A. With regard to Covid, the big question in my mind concerns what will happen when the pandemic is over. Hundreds of thousands of Americans have died and millions of people have been infected. We don’t know how those factors will shape health and mortality in the future.
There are a couple of possibilities. One is that health and mortality improve enormously because the people who died during the pandemic tended to have pre-existing conditions and were generally older and less healthy than the rest of the population. This could mean that the remaining population, on average, becomes healthier post-pandemic – not because of anything attributable to our country or health care system, but just because of this selective mortality. The other possibility is that the population could get significantly less healthy because even though a lot of people died during the pandemic, a lot of people survived and we still don’t know what the long-term effects, or even the short-term effects, of Covid will be. For example, we don’t know if survivors will have issues with lung functioning later in life, or whether the continued presence of Covid will lead to a new, more detrimental disease environment.

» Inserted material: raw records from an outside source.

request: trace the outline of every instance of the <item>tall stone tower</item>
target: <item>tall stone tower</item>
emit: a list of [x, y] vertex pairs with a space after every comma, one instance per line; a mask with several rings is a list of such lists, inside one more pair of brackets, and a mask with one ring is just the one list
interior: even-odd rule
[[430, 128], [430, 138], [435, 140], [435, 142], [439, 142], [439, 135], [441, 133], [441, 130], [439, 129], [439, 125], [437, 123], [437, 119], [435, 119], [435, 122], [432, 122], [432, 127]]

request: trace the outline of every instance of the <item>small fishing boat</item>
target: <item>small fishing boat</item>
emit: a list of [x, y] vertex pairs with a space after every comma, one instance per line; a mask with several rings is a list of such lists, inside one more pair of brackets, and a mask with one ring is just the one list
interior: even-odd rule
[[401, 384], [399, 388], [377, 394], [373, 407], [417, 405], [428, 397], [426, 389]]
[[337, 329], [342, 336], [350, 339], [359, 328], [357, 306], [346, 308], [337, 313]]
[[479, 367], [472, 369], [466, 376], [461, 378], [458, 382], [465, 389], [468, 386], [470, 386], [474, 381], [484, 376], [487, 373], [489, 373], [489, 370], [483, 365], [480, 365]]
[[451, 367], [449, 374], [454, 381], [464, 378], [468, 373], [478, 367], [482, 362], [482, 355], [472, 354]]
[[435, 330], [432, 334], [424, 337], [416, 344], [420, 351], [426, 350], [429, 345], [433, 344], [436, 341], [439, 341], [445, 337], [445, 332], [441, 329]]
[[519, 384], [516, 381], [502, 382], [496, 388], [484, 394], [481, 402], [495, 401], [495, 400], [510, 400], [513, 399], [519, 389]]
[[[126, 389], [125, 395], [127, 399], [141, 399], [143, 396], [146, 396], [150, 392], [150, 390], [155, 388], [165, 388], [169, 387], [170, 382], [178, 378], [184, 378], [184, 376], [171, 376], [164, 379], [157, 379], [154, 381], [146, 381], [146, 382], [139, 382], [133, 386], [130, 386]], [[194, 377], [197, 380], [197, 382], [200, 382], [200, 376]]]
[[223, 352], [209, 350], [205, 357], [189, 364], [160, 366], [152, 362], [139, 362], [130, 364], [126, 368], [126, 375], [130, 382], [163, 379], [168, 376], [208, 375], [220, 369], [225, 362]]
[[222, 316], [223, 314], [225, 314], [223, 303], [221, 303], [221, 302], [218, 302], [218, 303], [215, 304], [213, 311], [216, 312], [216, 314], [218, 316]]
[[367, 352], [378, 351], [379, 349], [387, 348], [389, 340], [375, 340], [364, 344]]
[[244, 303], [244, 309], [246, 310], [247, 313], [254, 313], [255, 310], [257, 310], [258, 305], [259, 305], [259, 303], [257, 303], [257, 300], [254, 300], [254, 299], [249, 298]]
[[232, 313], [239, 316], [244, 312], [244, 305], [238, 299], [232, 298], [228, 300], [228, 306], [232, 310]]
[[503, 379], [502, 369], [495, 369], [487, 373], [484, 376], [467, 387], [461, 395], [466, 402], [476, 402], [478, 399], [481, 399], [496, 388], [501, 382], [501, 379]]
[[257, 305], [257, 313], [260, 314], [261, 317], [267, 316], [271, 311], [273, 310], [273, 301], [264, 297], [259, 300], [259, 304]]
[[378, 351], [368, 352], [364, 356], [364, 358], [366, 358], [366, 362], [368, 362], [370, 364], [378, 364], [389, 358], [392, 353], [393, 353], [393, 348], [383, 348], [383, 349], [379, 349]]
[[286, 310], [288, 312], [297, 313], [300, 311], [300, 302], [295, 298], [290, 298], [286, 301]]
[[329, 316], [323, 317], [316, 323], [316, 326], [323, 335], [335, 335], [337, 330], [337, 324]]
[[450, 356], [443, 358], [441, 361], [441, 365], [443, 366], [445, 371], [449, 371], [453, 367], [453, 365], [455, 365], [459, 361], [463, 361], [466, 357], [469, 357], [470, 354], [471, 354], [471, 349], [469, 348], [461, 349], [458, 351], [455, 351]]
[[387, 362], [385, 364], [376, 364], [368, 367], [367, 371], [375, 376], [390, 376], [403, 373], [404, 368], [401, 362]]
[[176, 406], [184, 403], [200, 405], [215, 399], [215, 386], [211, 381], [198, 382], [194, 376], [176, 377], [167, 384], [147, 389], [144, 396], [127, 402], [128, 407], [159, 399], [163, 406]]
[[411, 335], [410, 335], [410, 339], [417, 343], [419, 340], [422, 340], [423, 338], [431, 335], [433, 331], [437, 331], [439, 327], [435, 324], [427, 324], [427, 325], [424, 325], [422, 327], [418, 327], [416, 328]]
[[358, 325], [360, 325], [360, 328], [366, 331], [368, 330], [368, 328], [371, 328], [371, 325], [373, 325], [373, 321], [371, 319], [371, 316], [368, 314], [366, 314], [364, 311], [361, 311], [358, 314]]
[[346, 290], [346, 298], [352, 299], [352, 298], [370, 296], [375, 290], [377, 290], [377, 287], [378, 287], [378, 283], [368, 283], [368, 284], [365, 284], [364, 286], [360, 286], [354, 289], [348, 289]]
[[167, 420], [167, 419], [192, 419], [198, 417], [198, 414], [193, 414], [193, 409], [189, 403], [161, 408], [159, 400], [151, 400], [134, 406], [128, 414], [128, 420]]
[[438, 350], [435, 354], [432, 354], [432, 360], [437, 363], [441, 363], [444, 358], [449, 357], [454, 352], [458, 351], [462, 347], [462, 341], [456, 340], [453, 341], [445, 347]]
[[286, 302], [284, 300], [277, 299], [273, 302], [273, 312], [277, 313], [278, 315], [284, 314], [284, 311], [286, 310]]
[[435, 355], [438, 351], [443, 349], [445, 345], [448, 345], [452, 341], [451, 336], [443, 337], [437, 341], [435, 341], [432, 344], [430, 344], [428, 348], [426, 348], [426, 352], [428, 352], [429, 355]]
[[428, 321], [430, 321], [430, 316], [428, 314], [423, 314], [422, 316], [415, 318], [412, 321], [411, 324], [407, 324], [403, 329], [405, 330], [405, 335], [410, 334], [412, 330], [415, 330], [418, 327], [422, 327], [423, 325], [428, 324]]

Furthermore, groups like Blacks and Hispanics were hit significantly harder than other racial and ethnic groups. So these sorts of effects will manifest even more strongly within those populations, creating inequalities.
We have to be aware and vigilant about what’s happening during and after the pandemic because it will influence how we understand and address population health in the future.

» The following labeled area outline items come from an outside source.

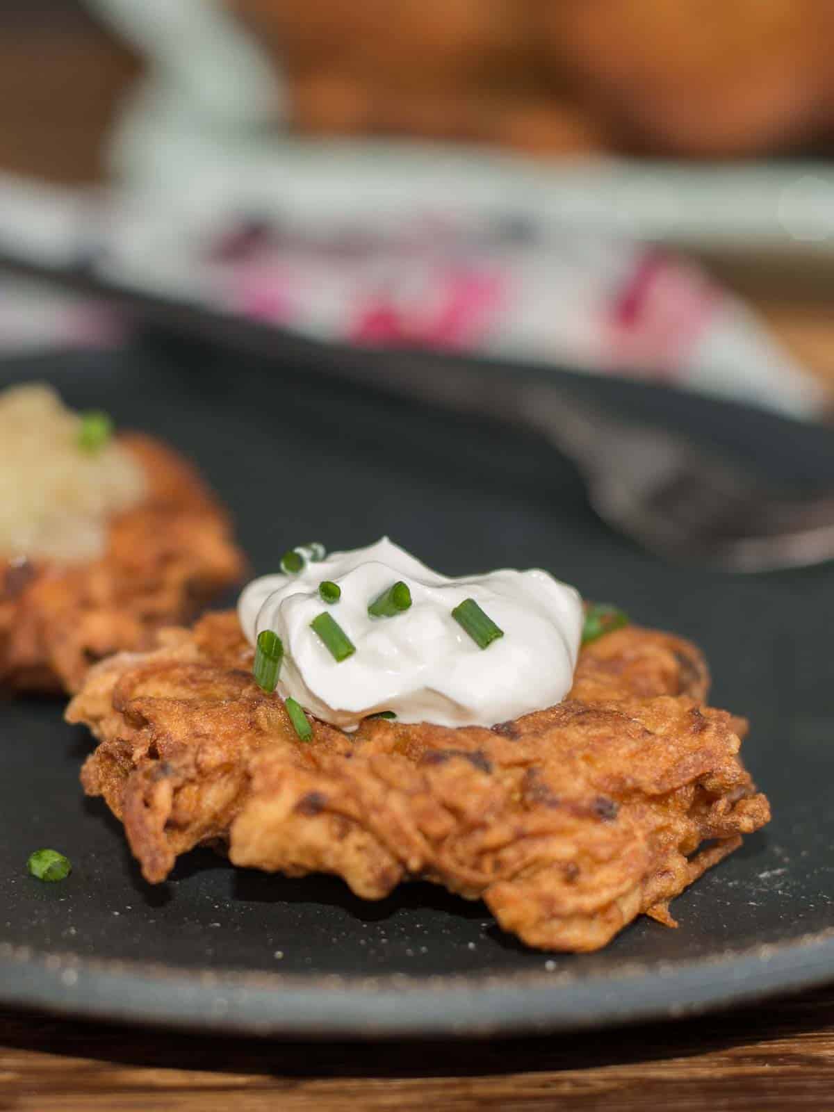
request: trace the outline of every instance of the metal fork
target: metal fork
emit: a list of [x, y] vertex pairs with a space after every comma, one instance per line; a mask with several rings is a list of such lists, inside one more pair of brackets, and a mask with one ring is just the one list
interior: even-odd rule
[[[271, 326], [118, 287], [87, 272], [47, 270], [0, 251], [0, 261], [70, 288], [103, 294], [169, 335], [275, 355]], [[775, 496], [739, 466], [684, 438], [565, 396], [527, 375], [425, 353], [370, 353], [285, 334], [287, 359], [332, 378], [486, 415], [538, 431], [573, 459], [599, 516], [644, 547], [677, 560], [737, 572], [802, 567], [834, 558], [834, 496]], [[312, 357], [311, 357], [312, 356]]]
[[411, 366], [404, 355], [389, 368], [387, 389], [544, 435], [576, 464], [603, 520], [665, 557], [736, 572], [834, 557], [834, 496], [776, 496], [679, 435], [613, 417], [544, 383], [448, 361]]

Q. Are you teaching any health-related courses upon your return from sabbatical this fall?
A. I’m not teaching this fall, but I am teaching SPIA 330, “Population, Society and Public Policy,” in the spring. We’ll be covering a lot of health-related issues, studying things like mortality transitions, reproductive health, racial and socioeconomic inequalities in health, and how immigrants shape the health of populations. It’s a really interesting and useful class for all students interested in health and population dynamics.
Q. Do you have any advice for students considering a health-focused career, whether it’s through sociology, economics, demography or another discipline?

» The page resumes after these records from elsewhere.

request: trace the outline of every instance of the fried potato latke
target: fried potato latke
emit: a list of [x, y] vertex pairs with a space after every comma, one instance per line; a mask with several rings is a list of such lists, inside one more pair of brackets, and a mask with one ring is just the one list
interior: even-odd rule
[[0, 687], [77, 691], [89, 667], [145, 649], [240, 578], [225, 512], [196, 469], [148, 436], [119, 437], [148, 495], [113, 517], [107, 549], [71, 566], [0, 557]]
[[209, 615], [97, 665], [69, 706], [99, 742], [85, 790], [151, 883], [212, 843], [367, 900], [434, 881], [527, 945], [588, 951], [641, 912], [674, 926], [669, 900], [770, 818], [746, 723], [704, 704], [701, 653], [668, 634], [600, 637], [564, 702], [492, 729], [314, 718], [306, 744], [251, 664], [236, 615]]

A. I have a few bits of advice. The first is to try to take some courses in statistics or some type of quantitative, data-oriented field. The world is becoming a more data-oriented place, so even if you don’t end up doing data analysis as part of your career, it’s helpful to know what sorts of assumptions influence health statistics.
Also, read broadly. Right now, what you have in spades is time. The best thing you could do is read a lot of substantive work, and that includes more than just research. Some of the most interesting things that I read related to health are printed on the pages of The Washington Post, The New York Times or The Wall Street Journal.
And nurture your interests. Students have a tendency to focus on one thing because, in our society, we have to specialize to get ahead. But if you build up your knowledge base and expand your thinking, you give yourself more options for your future career.
Q. It’s always fun to end these interviews with a bit of trivia. Do you have any hobbies or talents that might surprise your colleagues or students?
A. I’ve got two things. The first one is that I’m a pretty decent flutist… I’ve been playing the flute since I was eight years old. I’m also an avid baker. In fact, when I was in grad school, I was known for bringing demography-themed baked goods to our office parties. I don’t think any of my students or colleagues would have guessed that about me!